M.F.: When I was studying during the early 1950’s, one of the great problems that arose was that of the political status of science and the ideological functions which it could serve . . . [A] whole number of interesting questions were provoked. These can all be summed up in two words: power and knowledge. I believe I wrote Madness and Civilization to some extent within the horizon of these questions.

Michel Foucault, Power/Knowledge

The grey sky had lifted when I exited Myerson and a rarely seen setting sun tipped the gothic towers of the university with gold as though they had been heavily gilded. This display did little to lighten my mood, however, as I walked home with the rest of the academic community streaming from the campus toward the train and bus stops, or their homes in the communities surrounding the campus. There is no point in driving to work in Hyde Park, or what is called “Hyde No-Park.” There are very few parking spaces on campus, and on the adjoining streets ‘residents only’ stickers keep commuters at bay. The university ran shuttle buses that came in especially handy in the sub-zero temperatures of the Chicago winters, but today in late October it was actually pleasant.
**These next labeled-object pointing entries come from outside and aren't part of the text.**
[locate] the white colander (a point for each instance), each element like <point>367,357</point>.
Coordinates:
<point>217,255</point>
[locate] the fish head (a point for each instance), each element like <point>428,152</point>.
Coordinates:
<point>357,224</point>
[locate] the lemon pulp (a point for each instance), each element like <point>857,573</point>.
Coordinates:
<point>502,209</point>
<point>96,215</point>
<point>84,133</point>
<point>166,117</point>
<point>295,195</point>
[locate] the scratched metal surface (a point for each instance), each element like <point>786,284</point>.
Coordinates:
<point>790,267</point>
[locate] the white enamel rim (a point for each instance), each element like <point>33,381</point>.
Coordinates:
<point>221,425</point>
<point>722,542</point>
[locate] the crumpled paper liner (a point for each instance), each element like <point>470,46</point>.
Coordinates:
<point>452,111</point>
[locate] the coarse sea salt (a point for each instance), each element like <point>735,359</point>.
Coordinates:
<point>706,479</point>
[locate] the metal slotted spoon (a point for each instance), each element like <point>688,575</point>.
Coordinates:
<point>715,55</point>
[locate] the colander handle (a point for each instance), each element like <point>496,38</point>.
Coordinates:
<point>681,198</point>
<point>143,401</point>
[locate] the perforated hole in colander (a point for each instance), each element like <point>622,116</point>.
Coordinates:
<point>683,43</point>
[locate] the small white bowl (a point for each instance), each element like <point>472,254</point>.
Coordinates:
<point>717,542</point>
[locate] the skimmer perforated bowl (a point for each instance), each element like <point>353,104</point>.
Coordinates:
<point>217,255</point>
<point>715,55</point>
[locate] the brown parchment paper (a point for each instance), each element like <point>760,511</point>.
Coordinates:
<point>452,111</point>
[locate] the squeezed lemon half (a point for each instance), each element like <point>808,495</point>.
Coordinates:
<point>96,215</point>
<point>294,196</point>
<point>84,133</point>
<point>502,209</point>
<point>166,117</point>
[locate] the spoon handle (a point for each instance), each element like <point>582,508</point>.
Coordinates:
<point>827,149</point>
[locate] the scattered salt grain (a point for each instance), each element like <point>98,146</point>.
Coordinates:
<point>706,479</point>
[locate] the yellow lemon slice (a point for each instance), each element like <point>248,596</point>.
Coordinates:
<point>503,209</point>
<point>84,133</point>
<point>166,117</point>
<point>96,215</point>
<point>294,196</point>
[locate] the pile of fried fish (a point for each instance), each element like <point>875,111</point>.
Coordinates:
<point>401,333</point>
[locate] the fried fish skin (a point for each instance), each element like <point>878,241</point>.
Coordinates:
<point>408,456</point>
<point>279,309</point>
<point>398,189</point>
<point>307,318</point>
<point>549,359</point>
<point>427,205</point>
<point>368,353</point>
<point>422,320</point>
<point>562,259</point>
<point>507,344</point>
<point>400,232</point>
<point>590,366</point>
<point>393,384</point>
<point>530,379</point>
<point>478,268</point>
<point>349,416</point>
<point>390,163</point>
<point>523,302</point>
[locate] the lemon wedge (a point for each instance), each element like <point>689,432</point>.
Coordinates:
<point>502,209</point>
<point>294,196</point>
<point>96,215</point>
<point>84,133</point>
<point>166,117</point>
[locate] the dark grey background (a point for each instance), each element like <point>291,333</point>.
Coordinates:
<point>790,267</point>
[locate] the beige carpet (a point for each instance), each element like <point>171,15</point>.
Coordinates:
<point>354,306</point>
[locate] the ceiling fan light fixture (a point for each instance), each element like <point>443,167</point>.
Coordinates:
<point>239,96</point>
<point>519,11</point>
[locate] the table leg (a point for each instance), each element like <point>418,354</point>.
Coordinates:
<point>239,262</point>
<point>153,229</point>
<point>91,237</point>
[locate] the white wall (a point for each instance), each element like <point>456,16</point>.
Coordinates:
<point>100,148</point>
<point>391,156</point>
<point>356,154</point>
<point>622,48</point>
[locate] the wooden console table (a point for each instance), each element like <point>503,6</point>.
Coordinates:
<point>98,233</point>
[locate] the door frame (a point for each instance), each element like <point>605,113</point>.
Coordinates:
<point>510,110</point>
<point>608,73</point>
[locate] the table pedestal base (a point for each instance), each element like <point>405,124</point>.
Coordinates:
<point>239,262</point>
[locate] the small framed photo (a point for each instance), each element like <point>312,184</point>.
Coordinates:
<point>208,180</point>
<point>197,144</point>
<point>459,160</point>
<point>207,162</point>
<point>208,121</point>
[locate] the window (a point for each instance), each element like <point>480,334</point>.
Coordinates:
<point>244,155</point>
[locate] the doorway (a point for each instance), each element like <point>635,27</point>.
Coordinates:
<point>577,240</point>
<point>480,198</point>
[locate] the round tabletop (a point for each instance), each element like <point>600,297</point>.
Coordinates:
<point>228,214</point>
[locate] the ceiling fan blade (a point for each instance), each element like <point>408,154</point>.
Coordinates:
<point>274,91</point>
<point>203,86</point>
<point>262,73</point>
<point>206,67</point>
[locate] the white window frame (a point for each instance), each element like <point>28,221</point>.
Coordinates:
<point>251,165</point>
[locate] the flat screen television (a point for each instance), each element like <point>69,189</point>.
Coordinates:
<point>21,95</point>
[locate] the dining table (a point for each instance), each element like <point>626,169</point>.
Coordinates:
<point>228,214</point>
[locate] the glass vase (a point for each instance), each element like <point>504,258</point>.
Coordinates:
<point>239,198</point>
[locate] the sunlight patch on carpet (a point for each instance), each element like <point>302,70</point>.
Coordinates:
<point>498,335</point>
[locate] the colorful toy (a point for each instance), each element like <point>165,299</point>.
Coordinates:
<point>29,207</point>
I live only three blocks from campus in a Prairie-style Victorian (that meant there was a reduced amount of ginger-bread as Midwesterners had altered the fanciful Victorian style to fit their more sober tastes). The tall, thin houses have only thirty feet between them, with garages opening on to alleys in the back. Lined up along the street, they always remind me of rows of teeth, kind of housing dentures.

I was often told I was lucky to have found a house that was so close to campus. This was told to me by people who had never owned a home that was 125 years old. When we moved in, there was a dead rat in the kitchen. Carol, one-half of the live-in couple who helped me take care of the boys and the house, said, “At least it’s dead.”

Yes. I thought that was a plus. But I wondered what it had died of.

The house needed absolutely everything—new plumbing, new wiring, storm windows, paint, and new appliances. The list was endless.

Well, we’d started the painting. The boys, Carol and I, and Carol’s husband Giles were dabbing paint on from time to time. We had decided on bright yellow with green trim as an explicit insult to the grey of Chicago.

Giles was from Senegal and doing a Ph.D. in math at the university. Carol was from Iowa and at the School of Social Work. I had thought that tackling the painting would be a nice project for all of us to undertake together. But between caring for the boys, doing our various kinds of academic work and keeping up with the housekeeping, the boys would be graduating from college by the time we finished.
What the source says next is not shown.